Mirka (Anna Przybylska) to dziewczyna z warszawskiej Pragi. Wychowana i zakochana w typowo praskim klimacie wybrała jednak zasadniczo inną drogę życiową niż jej przyjaciele z dzieciństwa – ukończyła bowiem prestiżowy wydział prawa. Choć wydawać by się mogło, że jej zawód to wręcz ujma na honorze rodziny z cwaniackimi korzeniami, okazuje się dla mieszkańców starej kamienicy ostatnią deską ratunku. Aby pomóc najbliższym, Mirka, używając osobistego wdzięku, wrodzonego sprytu, pomocy wuja i trików rodem z Hollywood, będzie musiała zdobyć się na najbardziej zwariowany numer w całej swojej dotychczasowej karierze… opis dystrybutora
Może – Fajny, momentami zabawny, ale niestety to prawda ze to najgorszy film w dorobku Lubaszenki. Do tego tylko świetna Ania Przybylska, zagrać podwójną role trzeba potrafić, nie spodziewałam się że jest tak dobrą aktorką. Szkoda że nie gra zbyt dużo. Ale i tak warto film poznać chociażby na te kilka nazwisk i dla porównania bo niestety cieżko w obecnej chwili o dobra polską komedie.
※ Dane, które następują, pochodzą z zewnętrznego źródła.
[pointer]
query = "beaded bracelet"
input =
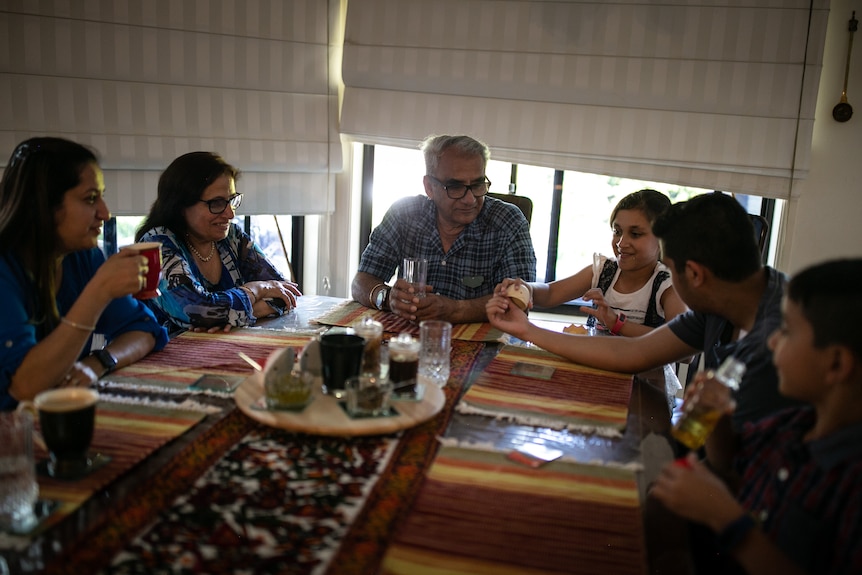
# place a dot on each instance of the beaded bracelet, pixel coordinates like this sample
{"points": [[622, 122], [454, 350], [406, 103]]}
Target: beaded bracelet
{"points": [[77, 325]]}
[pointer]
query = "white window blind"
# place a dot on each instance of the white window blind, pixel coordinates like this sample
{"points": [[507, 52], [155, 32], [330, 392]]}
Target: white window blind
{"points": [[713, 94], [144, 82]]}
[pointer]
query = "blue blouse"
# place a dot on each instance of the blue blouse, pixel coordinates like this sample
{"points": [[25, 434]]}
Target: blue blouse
{"points": [[18, 334], [188, 299]]}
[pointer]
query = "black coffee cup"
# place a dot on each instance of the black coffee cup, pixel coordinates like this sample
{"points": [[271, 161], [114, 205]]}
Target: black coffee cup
{"points": [[67, 418], [341, 357]]}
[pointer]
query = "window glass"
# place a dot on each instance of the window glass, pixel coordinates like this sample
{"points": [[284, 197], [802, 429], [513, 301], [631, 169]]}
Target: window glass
{"points": [[126, 228], [588, 200], [586, 203], [264, 232]]}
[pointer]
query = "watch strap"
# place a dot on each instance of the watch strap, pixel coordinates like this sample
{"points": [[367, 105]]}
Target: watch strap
{"points": [[736, 531], [106, 359]]}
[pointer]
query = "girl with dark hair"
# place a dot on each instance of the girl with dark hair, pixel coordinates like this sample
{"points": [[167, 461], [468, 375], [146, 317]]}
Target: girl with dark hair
{"points": [[213, 276], [57, 286], [632, 293]]}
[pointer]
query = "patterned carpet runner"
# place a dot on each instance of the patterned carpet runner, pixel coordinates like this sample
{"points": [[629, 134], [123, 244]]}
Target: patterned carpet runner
{"points": [[190, 355]]}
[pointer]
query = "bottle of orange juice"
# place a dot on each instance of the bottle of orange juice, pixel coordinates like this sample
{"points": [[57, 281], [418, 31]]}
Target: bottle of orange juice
{"points": [[702, 410]]}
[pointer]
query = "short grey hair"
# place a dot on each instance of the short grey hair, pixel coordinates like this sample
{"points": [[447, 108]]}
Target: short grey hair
{"points": [[434, 146]]}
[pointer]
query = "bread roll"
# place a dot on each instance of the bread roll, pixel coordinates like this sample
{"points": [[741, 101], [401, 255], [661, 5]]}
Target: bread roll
{"points": [[520, 294]]}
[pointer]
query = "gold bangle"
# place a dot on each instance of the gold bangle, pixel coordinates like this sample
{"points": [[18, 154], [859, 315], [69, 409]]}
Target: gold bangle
{"points": [[77, 325]]}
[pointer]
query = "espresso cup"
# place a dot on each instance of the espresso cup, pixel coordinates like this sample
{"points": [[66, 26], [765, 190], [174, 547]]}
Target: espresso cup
{"points": [[153, 252], [404, 362], [67, 417], [341, 356]]}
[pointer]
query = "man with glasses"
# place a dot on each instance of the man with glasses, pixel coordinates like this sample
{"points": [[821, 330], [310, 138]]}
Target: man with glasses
{"points": [[471, 241]]}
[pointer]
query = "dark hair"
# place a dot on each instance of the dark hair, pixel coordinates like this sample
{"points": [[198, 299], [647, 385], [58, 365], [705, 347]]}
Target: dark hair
{"points": [[650, 202], [434, 146], [830, 297], [713, 230], [37, 177], [181, 185]]}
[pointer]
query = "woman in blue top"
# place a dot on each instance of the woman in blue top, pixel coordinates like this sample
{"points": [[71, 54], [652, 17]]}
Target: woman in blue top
{"points": [[213, 276], [56, 285]]}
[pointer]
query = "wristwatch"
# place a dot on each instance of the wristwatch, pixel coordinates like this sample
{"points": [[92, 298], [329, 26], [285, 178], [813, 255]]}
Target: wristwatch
{"points": [[621, 320], [106, 358], [382, 297]]}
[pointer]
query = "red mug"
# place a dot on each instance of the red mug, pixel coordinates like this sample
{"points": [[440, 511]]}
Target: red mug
{"points": [[153, 252]]}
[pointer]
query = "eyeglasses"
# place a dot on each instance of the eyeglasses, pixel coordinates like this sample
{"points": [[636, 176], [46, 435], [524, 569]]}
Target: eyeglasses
{"points": [[457, 190], [219, 205]]}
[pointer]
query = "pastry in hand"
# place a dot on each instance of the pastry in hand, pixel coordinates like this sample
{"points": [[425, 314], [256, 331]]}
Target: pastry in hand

Tak jak poprzednicy – film starałem się oglądać jak najszybciej się tylko dało, Przybylska do roli faceta zupełnie się nie nadaje, słaba próba rozśmieszenia widowni scenami z członkami Kabaretu Moralnego Niepokoju. Ogólnie mierny film z banalną i słabiutką fabułą.
Pozostałe
Ughh… – Po takich filmach jak ten zadaję sobie pytanie – i jak tu nie narzekać na rodzimą kinematografię? Znaczny spadek od czasów stosunkowo do przełknięcia "Poranku kojota" i " E=mc²". Ani to zabawne ani oryginalne. Przy tym Lubaszenko wprowadza multum postaci, chyba tylko po to by samemu zgubić się we własnym projekcie.
Dwa punkty chyba tylko za sceny z tymi babciami :) i panami z kabaretu Moralnego Niepokoju.